The owners of a mining property in Nevada are being forced off their land by the U.S. Air Force, which is seeking to expand its testing capabilities near and around the secretive Area 51 military base.

Last month, the Air Force gave owners of the Groom Mine, which overlooks the notorious government installation at Groom Lake, the option to accept a “last best offer” of $5.2 million or face forfeit and eviction under eminent domain laws.

“The land has become an increasingly greater safety and security risk as demand for test and training opportunities have increased,” a press release from Nellis Air Force Base said last month.

But the land’s property owners have as yet stood firm, refusing the government’s offer.


Mine co-owners and cousins Joseph and Barbara Sheahan say they and 20 other co-owners would rather keep the land their forebearers worked hard to tend for over a century.

“What they really want to buy is our property, our access rights and our view,” Henderson, Nevada, resident Joseph Sheahan, 54, told the Associated Press.

“We prefer to keep our property, but it’s for sale under the right price at the right conditions,” said Sheahan. “Why don’t they ask themselves what it cost my family over the years in blood, sweat, tears and money?”

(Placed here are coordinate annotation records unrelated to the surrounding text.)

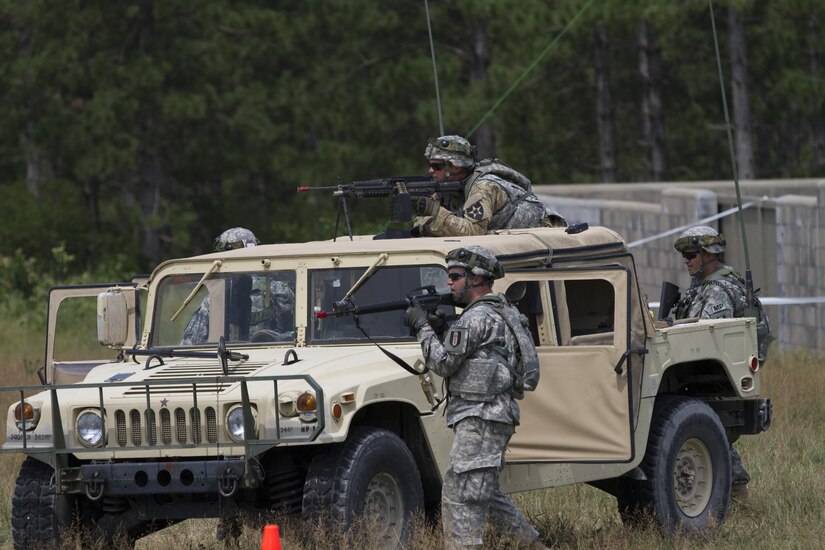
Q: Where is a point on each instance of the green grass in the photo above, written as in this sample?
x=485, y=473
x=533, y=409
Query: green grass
x=785, y=509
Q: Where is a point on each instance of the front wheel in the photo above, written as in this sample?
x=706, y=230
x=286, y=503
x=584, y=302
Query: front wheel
x=372, y=474
x=688, y=469
x=38, y=512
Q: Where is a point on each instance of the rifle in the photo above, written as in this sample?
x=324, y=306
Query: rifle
x=424, y=297
x=401, y=188
x=670, y=296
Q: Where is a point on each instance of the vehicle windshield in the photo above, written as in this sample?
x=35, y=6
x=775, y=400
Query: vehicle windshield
x=241, y=307
x=328, y=286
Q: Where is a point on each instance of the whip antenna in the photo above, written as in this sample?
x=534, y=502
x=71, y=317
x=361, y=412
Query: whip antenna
x=751, y=303
x=435, y=71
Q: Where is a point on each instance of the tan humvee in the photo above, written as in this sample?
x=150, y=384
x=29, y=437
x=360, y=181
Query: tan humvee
x=317, y=417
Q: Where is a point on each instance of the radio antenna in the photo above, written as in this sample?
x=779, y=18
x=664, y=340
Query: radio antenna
x=435, y=71
x=751, y=303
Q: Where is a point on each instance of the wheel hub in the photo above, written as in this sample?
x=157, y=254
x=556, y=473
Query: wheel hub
x=693, y=477
x=383, y=506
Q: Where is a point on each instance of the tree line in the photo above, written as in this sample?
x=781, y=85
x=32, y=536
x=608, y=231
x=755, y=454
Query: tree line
x=136, y=131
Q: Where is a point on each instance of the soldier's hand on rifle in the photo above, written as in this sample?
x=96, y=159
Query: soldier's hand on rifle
x=427, y=206
x=438, y=322
x=415, y=318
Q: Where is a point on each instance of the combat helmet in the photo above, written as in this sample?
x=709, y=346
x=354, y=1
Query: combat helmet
x=237, y=237
x=454, y=149
x=477, y=260
x=700, y=237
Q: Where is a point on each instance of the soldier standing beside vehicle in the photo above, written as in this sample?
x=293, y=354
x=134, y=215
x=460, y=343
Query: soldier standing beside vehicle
x=489, y=360
x=271, y=311
x=716, y=291
x=495, y=196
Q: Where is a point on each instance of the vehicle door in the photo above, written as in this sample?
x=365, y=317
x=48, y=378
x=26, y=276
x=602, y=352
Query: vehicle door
x=582, y=410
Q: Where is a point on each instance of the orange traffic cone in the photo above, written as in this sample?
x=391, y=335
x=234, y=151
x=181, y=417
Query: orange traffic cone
x=272, y=538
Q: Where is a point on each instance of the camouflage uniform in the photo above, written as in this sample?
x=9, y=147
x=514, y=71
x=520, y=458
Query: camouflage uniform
x=483, y=413
x=278, y=316
x=491, y=202
x=720, y=295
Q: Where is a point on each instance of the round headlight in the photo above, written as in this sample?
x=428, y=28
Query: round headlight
x=90, y=428
x=235, y=424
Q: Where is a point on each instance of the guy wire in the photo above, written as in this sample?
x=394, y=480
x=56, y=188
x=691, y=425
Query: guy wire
x=529, y=69
x=732, y=156
x=435, y=71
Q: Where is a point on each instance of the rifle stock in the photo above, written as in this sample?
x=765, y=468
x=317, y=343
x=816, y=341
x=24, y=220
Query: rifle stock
x=670, y=295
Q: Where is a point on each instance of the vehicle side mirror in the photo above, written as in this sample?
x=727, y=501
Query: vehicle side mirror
x=112, y=318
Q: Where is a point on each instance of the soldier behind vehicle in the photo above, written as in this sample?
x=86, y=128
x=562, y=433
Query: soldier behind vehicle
x=272, y=309
x=716, y=291
x=489, y=360
x=495, y=196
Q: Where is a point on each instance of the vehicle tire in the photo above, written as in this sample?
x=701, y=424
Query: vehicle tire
x=38, y=513
x=688, y=469
x=372, y=474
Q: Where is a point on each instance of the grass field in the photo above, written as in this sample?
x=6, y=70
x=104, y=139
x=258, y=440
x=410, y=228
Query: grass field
x=785, y=508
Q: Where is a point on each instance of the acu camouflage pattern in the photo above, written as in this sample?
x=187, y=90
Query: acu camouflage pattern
x=471, y=493
x=273, y=312
x=491, y=204
x=700, y=237
x=483, y=413
x=477, y=260
x=237, y=237
x=454, y=149
x=721, y=295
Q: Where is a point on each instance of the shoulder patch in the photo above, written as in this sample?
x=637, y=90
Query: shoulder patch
x=456, y=340
x=715, y=309
x=475, y=211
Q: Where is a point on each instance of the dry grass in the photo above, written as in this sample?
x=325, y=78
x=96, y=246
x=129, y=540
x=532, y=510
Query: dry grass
x=785, y=509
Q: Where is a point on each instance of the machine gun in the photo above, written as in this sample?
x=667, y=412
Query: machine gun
x=400, y=188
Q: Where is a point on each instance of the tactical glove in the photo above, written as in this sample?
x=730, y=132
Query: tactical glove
x=427, y=206
x=415, y=318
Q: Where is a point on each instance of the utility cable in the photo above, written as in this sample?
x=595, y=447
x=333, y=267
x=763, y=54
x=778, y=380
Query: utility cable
x=435, y=71
x=748, y=275
x=529, y=69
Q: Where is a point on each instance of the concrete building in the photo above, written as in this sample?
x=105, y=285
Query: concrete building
x=784, y=233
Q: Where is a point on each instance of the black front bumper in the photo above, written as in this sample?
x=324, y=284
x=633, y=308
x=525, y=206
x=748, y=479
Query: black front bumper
x=222, y=477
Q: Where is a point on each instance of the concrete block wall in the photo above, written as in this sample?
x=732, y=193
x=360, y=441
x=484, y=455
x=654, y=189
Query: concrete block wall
x=796, y=245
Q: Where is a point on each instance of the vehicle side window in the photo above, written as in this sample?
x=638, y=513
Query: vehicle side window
x=585, y=311
x=526, y=296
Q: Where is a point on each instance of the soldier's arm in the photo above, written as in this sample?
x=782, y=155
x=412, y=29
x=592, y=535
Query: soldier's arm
x=485, y=198
x=445, y=358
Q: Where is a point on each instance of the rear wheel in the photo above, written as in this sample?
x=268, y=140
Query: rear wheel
x=688, y=469
x=372, y=474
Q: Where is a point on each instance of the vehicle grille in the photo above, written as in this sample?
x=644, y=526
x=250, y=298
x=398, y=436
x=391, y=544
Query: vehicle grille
x=138, y=428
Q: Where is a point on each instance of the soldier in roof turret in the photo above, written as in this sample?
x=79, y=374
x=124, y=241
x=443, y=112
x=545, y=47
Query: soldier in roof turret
x=495, y=196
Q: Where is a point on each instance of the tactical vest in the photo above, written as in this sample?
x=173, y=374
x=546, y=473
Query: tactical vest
x=478, y=379
x=731, y=277
x=523, y=209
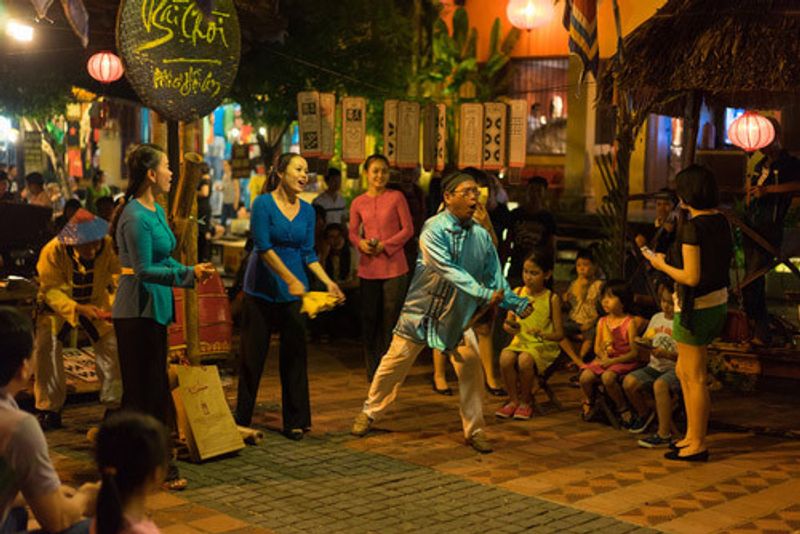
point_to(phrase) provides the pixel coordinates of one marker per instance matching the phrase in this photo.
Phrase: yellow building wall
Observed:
(551, 39)
(582, 175)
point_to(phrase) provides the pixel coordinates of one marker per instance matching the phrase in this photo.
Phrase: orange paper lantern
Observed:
(751, 132)
(529, 14)
(105, 67)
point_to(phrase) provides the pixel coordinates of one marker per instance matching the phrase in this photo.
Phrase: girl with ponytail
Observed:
(132, 454)
(144, 305)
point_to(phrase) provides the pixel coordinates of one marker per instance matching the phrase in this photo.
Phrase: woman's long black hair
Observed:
(130, 448)
(143, 158)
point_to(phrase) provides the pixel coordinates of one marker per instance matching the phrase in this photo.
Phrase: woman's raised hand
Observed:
(296, 288)
(334, 290)
(204, 271)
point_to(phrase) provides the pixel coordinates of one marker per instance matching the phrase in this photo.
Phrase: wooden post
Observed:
(184, 220)
(691, 126)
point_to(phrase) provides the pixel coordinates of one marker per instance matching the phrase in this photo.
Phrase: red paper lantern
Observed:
(529, 14)
(751, 132)
(105, 67)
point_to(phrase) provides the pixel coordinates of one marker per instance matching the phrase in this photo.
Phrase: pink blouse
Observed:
(386, 218)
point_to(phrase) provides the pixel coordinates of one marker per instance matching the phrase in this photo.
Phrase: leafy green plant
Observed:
(452, 72)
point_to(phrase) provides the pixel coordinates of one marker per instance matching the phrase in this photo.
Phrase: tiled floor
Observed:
(751, 484)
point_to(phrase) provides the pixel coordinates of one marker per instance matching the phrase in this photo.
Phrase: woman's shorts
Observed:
(648, 375)
(707, 325)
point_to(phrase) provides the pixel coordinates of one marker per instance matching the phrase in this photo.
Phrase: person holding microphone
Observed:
(144, 305)
(700, 268)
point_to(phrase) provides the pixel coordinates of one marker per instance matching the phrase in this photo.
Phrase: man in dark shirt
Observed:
(5, 189)
(530, 226)
(772, 186)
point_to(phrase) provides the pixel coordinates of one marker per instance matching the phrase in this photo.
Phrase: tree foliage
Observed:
(453, 64)
(357, 47)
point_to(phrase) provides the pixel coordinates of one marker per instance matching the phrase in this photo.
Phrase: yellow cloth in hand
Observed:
(315, 302)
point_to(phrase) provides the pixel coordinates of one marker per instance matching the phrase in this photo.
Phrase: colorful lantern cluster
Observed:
(751, 132)
(105, 67)
(529, 14)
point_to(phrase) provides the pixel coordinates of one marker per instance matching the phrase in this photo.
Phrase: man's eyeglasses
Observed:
(468, 192)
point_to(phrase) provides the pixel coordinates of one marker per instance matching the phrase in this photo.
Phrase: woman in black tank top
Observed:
(701, 275)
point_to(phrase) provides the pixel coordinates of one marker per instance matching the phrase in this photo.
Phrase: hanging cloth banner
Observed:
(441, 136)
(32, 144)
(494, 136)
(429, 136)
(308, 117)
(390, 131)
(517, 133)
(470, 143)
(354, 129)
(42, 6)
(407, 135)
(327, 109)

The Sheahan’s mines have been in their family since the 1800s, starting with applications for mineral rights patents back in May 1876, which the family shows were signed by 18th president Ulysses S. Grant.

The land surrounding the mine’s nearly 400-acre property has increasingly grown inhabited by the feds, who say they ultimately want to utilize the property “because the size and remoteness of the area enables military test and training activities that cannot be completed in other national training areas,” according to Col. Thomas Dempsey.

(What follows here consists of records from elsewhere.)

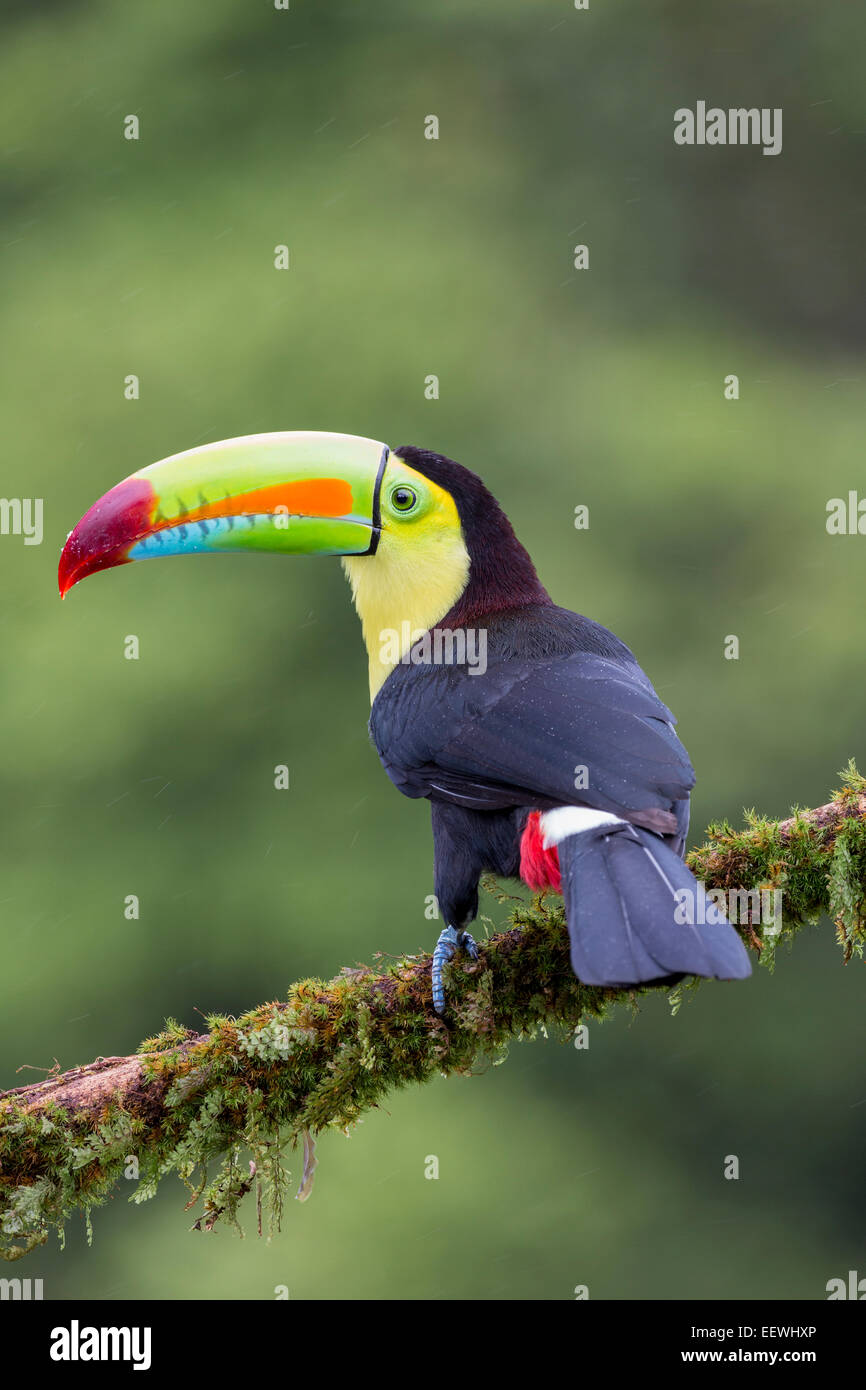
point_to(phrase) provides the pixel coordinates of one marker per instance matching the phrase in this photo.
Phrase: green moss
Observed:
(239, 1097)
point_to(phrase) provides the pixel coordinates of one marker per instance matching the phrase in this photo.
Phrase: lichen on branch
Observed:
(239, 1097)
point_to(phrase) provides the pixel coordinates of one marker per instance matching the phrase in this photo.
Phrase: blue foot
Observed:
(449, 943)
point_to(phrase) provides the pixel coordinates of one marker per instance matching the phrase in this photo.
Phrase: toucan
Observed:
(537, 738)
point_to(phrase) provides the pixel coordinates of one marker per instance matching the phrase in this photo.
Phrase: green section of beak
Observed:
(295, 494)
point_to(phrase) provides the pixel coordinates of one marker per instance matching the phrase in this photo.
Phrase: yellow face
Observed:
(417, 573)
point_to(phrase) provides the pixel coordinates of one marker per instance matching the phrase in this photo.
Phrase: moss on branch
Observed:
(241, 1096)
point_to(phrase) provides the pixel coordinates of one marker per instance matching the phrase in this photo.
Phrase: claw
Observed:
(449, 943)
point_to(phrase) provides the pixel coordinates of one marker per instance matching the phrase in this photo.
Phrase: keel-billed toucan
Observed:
(552, 759)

A letter from the Sheahan’s grandparents to the US attorney general in 1959 indicates government nuclear testing around the area contributed to the decline of their ore mining industry, reports the AP.

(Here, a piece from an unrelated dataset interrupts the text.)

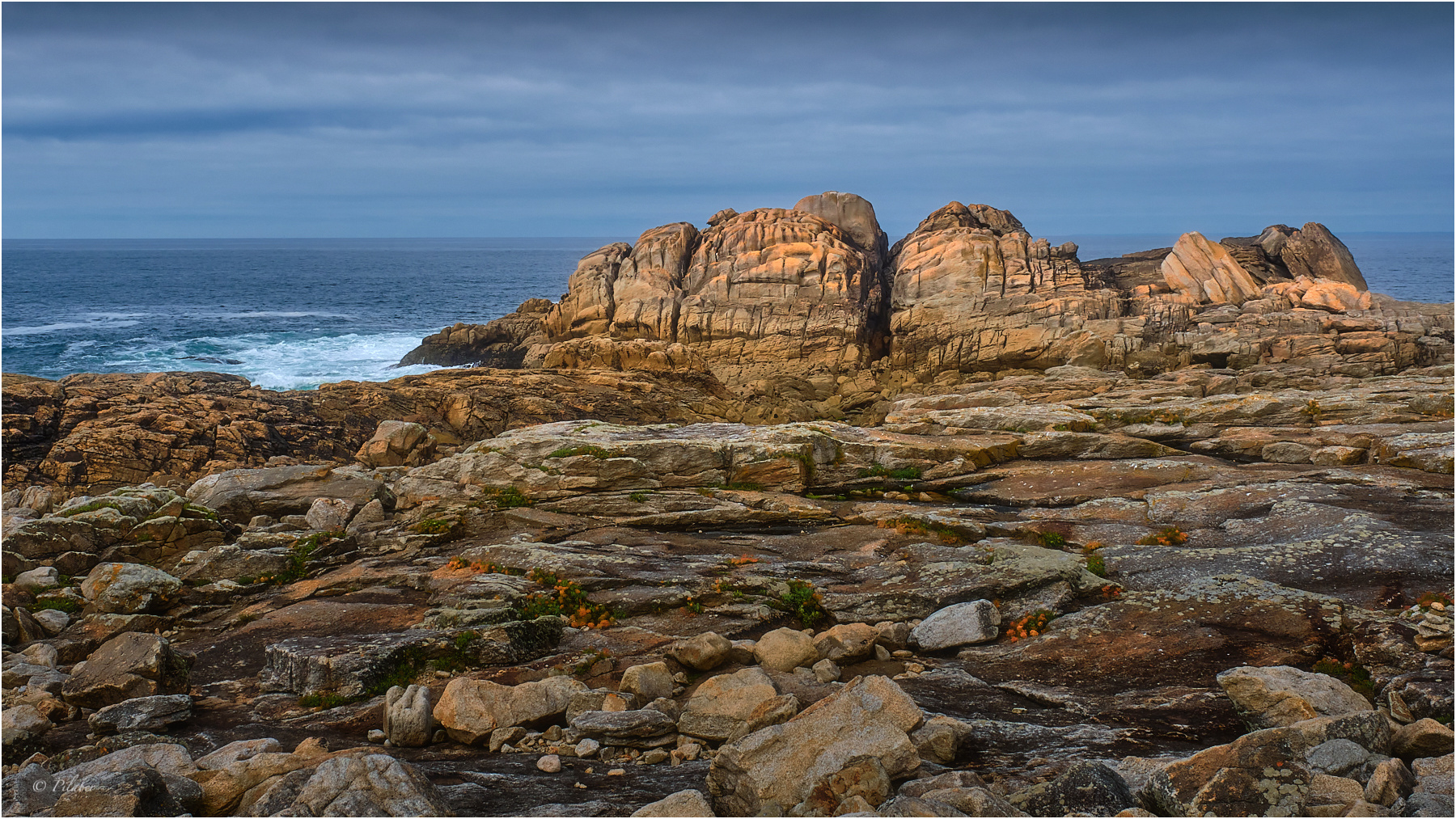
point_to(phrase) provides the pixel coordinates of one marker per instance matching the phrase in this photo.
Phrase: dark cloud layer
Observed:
(597, 120)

“Nuclear tests then began in 1951, their mine mill mysteriously exploded in 1954 and they ran out of money to seek reparations from the government in 1959,” writes the AP’s Ken Ritter.

The Air Force contends its attempt to forcefully eject the land owners will increase national security, and could ultimately save taxpayers millions.

“We understand the landowners’ connection to the land, but we must also consider the demands of national security,” said Jennifer Miller, Deputy Assistant Secretary of the Air Force for Installations.

Groom Lake is familiar to investigators of extraterrestrial lore and fans of The X-Files as the location of Area 51, the government’s ultra-clandestine test site which many believe is used to study secretive hyper-propulsion technologies.